When the input power is added to the connected battery and the programmable resistance is grounded, the charging cycle begins. The deeply discharged battery is slowly charged at 10% of the full current until the battery voltage reaches 2.48V and then the charger switches to full current charging.
When the charging cycle starts, the charging current quickly increases to the set value of 1.5A, causing the battery voltage to rise to 3.2V. Under the input voltage of 5.3V, the 3.2W power dissipation of LTC1733 makes the junction temperature rise to about 105°C, and the temperature of the 2″ × 2″ PCB (heat sink) reaches about 85°C in about 1.5 minutes. The thermal feedback loop reduces the charging current to limit any additional temperature rise. When the battery voltage increases, the LTC1733 temperature begins to drop, causing the charging current to increase again to the 1.5A set current level. Charging continues at a constant current of 1.5A until the battery voltage reaches 4.2V, at which point it enters the constant voltage section of the charging cycle. This situation continues and the charging current continues to decrease until the 3-hour timer ends the charging cycle (Figure 1 shows the situation in the first 90 minutes).
Packages with enhanced heat dissipation significantly improve power dissipation
The extremely small (1.1 mm) 10-pin MSOP package and exposed bottom metal pads allow the IC to be soldered directly to the copper layer of the PCB, which significantly reduces the thermal resistance from junction to case. The good thermal layout enables the LTC1733 to continuously dissipate up to 2.5W using a 2″ × 2″ 4-layer PCB board at an ambient temperature of 25°C.
A good thermal layout consists of the PCB copper layer under the package spreading directly to the entire copper area, and the copper layer passing through the thermal vias to the inside and back. For surface mount devices, the PCB copper layer becomes an effective heat sink.
It is also very important to solder the metal pad of the entire IC to the PCB board to ensure good heat conduction. Tests show that when a large 4.5W initial power is applied to the package, the poorly soldered package reaches the thermal feedback temperature in a few seconds, while the good soldering device takes more than one minute.
Fully independent charger
LTC1733 is a completely constant current, constant voltage, power-limited linear charger for single-cell lithium-ion batteries, as shown in Figure 2. The IC contains 1.5A power MOSFET, current detection resistor, settable charging current, settable timer, optional charging voltage and thermistor input to monitor the battery temperature for charging qualification.
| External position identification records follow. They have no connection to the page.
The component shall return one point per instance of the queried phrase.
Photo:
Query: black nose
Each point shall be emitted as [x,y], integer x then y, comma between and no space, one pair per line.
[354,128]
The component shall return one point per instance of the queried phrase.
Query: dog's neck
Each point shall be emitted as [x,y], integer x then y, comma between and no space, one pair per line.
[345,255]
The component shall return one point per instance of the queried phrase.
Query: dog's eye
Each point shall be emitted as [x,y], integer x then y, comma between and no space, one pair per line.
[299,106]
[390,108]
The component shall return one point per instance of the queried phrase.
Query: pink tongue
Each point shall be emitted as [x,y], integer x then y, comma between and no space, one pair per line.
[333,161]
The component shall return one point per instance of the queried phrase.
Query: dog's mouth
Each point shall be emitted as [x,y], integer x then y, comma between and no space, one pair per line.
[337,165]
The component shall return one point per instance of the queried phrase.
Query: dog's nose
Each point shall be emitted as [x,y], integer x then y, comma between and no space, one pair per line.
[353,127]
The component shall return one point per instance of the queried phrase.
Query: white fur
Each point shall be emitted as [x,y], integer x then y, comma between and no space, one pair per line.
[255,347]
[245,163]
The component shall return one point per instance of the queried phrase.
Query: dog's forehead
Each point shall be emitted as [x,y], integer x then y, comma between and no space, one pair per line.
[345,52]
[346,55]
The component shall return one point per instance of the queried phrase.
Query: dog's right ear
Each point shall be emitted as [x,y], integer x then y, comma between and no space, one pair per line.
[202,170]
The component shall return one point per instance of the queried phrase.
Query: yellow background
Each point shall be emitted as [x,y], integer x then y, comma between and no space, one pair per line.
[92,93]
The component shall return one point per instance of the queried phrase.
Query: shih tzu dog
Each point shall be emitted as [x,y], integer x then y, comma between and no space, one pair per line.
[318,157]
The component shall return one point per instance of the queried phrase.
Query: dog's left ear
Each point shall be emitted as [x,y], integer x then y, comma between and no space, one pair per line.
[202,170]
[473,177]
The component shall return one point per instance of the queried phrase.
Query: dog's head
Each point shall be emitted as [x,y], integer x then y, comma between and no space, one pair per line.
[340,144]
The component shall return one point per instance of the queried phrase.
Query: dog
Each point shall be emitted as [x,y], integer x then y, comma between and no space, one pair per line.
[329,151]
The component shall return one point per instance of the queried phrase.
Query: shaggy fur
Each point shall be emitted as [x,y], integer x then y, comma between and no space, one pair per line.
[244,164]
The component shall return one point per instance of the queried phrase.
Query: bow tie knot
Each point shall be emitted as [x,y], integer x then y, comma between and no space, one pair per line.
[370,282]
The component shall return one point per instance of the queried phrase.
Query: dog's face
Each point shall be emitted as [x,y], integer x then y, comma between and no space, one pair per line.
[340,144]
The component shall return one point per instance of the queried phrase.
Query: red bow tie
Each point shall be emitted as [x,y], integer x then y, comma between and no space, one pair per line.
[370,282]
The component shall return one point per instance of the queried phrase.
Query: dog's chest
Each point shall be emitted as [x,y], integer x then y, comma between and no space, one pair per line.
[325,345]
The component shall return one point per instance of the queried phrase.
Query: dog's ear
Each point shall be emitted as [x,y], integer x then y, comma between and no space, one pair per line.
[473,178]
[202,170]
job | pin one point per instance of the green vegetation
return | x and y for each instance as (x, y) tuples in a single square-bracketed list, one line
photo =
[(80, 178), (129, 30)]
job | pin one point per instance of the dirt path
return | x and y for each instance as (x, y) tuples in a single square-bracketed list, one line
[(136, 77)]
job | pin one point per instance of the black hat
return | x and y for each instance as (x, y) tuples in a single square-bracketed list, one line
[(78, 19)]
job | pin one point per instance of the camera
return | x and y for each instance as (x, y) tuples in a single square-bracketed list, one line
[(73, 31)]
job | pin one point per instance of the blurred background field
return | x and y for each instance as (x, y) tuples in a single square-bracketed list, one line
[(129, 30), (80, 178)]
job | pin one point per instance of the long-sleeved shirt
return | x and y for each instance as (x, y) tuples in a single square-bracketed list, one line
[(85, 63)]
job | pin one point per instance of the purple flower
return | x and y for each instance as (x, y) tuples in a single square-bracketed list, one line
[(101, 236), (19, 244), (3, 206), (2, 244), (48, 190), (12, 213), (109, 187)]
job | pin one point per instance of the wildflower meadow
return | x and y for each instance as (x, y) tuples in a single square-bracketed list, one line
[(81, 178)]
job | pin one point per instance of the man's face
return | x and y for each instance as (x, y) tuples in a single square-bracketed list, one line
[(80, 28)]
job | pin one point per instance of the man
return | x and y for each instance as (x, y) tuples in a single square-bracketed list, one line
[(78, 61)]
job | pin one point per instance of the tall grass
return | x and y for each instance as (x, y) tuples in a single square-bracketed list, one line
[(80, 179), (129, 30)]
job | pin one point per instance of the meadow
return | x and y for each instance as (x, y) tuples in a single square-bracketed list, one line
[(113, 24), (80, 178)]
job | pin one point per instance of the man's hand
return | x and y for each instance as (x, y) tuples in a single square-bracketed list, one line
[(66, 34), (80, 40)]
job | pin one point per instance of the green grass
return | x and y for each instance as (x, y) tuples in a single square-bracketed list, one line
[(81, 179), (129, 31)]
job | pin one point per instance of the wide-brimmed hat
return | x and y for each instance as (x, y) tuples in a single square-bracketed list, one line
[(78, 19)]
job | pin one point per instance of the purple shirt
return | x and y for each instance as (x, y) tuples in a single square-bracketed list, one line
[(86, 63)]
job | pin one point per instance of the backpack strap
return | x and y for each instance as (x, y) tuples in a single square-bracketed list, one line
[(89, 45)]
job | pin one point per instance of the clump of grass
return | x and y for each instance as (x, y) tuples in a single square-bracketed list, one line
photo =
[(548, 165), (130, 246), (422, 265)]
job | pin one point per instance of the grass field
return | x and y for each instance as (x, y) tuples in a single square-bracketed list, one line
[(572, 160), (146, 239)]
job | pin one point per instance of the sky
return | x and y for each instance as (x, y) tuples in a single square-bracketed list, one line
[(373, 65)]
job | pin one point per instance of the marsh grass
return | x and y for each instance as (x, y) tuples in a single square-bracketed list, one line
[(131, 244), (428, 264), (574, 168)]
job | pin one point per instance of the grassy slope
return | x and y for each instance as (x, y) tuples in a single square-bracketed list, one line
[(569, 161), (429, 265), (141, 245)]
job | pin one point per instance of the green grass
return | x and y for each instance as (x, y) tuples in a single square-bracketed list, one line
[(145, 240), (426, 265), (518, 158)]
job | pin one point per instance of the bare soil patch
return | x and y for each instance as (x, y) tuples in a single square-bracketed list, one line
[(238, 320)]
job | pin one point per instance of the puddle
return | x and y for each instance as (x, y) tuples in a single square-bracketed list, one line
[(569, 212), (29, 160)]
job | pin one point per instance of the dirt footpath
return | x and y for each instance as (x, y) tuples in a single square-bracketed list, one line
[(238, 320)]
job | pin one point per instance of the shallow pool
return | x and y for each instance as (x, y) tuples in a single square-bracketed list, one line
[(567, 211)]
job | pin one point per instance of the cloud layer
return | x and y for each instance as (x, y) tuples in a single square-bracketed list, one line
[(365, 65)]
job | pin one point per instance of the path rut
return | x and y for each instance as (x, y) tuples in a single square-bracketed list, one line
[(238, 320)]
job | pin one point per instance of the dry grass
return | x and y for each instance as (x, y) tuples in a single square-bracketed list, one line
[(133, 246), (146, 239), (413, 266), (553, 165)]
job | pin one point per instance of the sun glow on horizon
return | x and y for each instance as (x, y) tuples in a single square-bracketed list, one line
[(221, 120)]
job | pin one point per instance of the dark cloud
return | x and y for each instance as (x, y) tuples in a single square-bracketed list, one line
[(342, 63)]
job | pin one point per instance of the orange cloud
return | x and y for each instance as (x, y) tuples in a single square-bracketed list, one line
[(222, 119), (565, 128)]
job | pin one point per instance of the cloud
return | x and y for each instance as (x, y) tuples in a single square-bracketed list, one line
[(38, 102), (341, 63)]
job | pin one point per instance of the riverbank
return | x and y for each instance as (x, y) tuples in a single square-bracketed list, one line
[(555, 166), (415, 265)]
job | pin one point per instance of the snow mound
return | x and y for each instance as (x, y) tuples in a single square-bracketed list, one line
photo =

There are three status outputs that can drive LEDs to Display’AC power good’,’charging’ and’fault’. There is also an output that monitors the charging current. The input voltage requirements are 4.5V to 6.5V and can be manually shut down, and there is a micro-power sleep mode when the input voltage is disconnected. No blocking diode is required due to the internal MOSFET structure.
Figure 2: A complete 1.5A single-cell lithium battery charger for 4.1V or 4.2V batteries (no external MOSFET, blocking diode or sense resistor required)
LTC1733 is an independent linear charger IC for lithium-ion batteries, which allows the charging current to be set at the nominal VIN, VBATTERY and ambient temperature without excessive temperature under certain short-term charging conditions. This allows for higher charging currents (achieving faster charging) and ensures that the occasional worst-case scenario will not cause the system to overheat.